Yet, that’s what the American School In Japan junior 400-meter specialist did on Saturday at Oi Pier Ground Stadium near Tokyo International Airport. He ran 1 minute, 54.63 seconds in the 800, topping the two-year old mark of 1:55.54 set by Yokota’s Daniel Galvin.

“It didn’t even occur to me that I could have broken the record,” Sease said after the race. “I was surprised when I heard that there was a possibility … Now, I’m just really excited.”

Sease normally runs the 400 for the Mustangs, though he also runs for the ASIJ cross-country team at distances of 5 kilometers or greater. Coach Ryosuke Suzuki said he wanted to experiment with Sease in the 800 on Saturday, and now must decide whether he wants Sease to continue.

Sease admitted he was “never really that good” at the 800 when he ran it in middle school, before he settled on the 400. “I did not know what to expect for this run,” he said. “I was nervous, but I wasn’t extremely nervous.”

He said his goal was to run the first 600 meters in 1:27 to 1:29, and by the time he got to the final 200, he said he felt “as good as he could feel” while running an unfamiliar race. As it turned out, he did clock the first 600 in 1:27 and kicked the rest of the way.

“Even then, I didn’t think breaking the record was possible,” Sease said. “When I first finished, I was confident that I had broke two minutes.
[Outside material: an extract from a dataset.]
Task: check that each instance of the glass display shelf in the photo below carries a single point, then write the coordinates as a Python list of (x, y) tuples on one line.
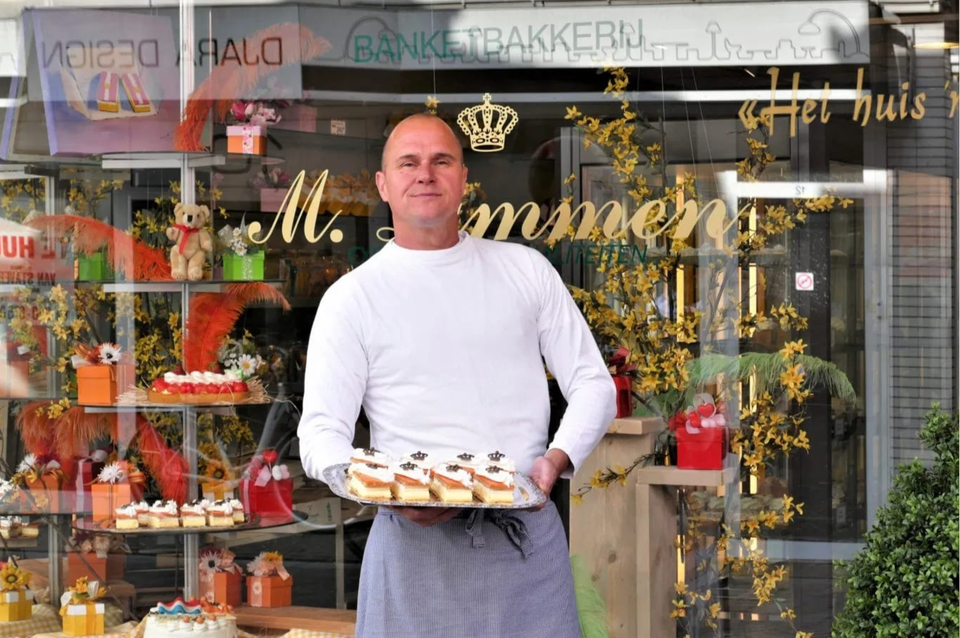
[(256, 522), (114, 286), (178, 286), (20, 510)]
I feel I could have run faster because I was pacing myself a little too much” between 400 and 600 meters.

Whether Sease will keep running the 800 is “up in the air,” Suzuki said. “We’ll see what happens.”

If he does continue, Sease said his goal is to cut his time by “at least a second.”

Sease very nearly broke the region record in the 400 a week earlier, finishing second to Kinnick’s Jabari Johnson, who overtook Sease in the final 100 meters. Johnson ran 48.66 seconds to Sease’s 48.81.

It was the sixth northwest Pacific track and field record to fall this season. Johnson broke his own records in the 100, 200 and 400; Sease’s teammate Evan Yukevich took down the 1,600 record; and Yokota’s Christian Sonnenberg broke his own discus record.